朝鮮学校への「高校無償化」適用を妨げるもの、その招く未来
2013.1.4.23:30ころ
昨秋は愛用のMacが壊れたうえ、ブログの更新も久しぶりなのに何かと忙しくて、記事をまとめるコツもなかなか思い出せない感じです。やれやれ。
朝鮮学校への「高校無償化」制度適用に関するQ&A(「高校無償化」からの朝鮮学校排除に反対する連絡会 2012.1)
で、日本政府の対応はというと、民主党政権から自公政権にもどって、ますます愚劣化の一途をたどっているようです、気持ち悪いくらいに。
高校無償化:朝鮮学校、無償化せず 文科相発表「国民の理解得られぬ」(毎日新聞 2012年12月28日 東京夕刊)文部科学省は28日、高校授業料無償化について「朝鮮学校へは適用しない」と発表した。今後、意見を公募し、約1カ月後に「(朝鮮学校を)文科相が日本の高校に相当すると指定する」とした省令を改正する。下村博文文科相が閣議後の記者会見で明らかにした。
高校無償化は民主党政権が10年4月に導入。公立高の授業料は無料にし、私立高生には世帯所得に応じて最高で年23万7600円が補助されている。朝鮮学校については適用を前提に教育内容の審査が始められたが、10年11月に北朝鮮による韓国砲撃で一時審査を中断するなど適用の判断が先送りされていた。
適用しない理由について、下村文科相は▽北朝鮮による拉致問題の進展がない▽朝鮮学校は教育内容、人事、財政で朝鮮総連と密接な関連がある−−と指摘。「適用は国民の理解が得られない。政府全体の判断だ」と述べた。
同日朝の閣僚懇談会で報告し、安倍晋三首相から「その方向でしっかり進めていただきたい」と指示を受けたという。
省令改正後、朝鮮学校の無償化に必要な約2億円を来年度予算要求から減額する。
ただし、今後北朝鮮との国交回復や朝鮮学校が都道府県知事の認可を得て日本の高校と同じ扱いになれば、適用対象とするとした。
全国には朝鮮学校が10校(生徒数約1800人)ある。朝鮮学校の生徒らが早期の無償化適用を求め、再三にわたり文科省に申し入れていた。

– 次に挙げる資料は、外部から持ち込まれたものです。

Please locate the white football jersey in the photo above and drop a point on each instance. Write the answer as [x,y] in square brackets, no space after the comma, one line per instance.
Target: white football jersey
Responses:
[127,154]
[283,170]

今後、朝鮮学校側が訴訟を起こすことなどが考えられるが、下村文科相は「法令にのっとって適切に対応したい」とした。
現在、無償化の対象となっている韓国系の外国人学校は関西に1校あるが、省令改正後も、対象のままとする経過措置がとられる。【石丸整】
「国民の理解が得られない」って、「得る」努力もしないでよー言うわ、ですわな。
それに、「拉致問題の進展がない」って、慰安婦たちが死に絶えるのをじっと待つという悪辣極まりない政策を採り続けてきた自民党の方々が言える立場なんでしょうかね。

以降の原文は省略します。